The hottest form of branded content--be it on the web, in times square, at a conference, or in an exhibit hall--is video. Here's what the fuss is all about.
The unlimited cyber-acreage available on the internet, combined with the ubiquity of screens of all sizes, offers tremendous opportunities for content marketers that want to make more use of video, now the fastest growing segment of digital content. A recent study by the Content Marketing Institute showed a jump in video use among B2B companies alone from 41 percent to 52 percent in the past year. “I’ve done more video in the last 365 days than I have in the last 10 years,” notes Cameron Brown, president of King Fish Media, a Salem, Mass., shop with work that spans both B2B and B2C.

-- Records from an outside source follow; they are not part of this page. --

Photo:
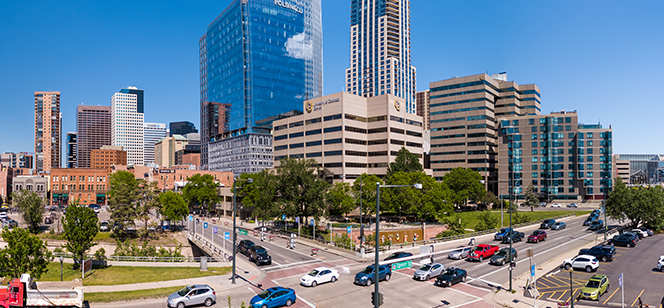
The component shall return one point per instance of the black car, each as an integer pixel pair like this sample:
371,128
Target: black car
451,276
623,240
601,252
244,246
259,255
397,255
547,223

Americans are watching more video than ever. While most of that viewing still takes place in the living room in front of the television—viewing time now averages five hours each day—attention is migrating to other types of screens. And with the astronomic growth of sites such as YouTube and Vimeo, the trend is accelerating. On any given day, 89 million Americans will watch 1.2 billion videos. By 2015, predicts Cisco Systems, nearly 3 billion Internet users around the world will be watching 1 million Internet video minutes every second, or 3 trillion Internet video minutes per month.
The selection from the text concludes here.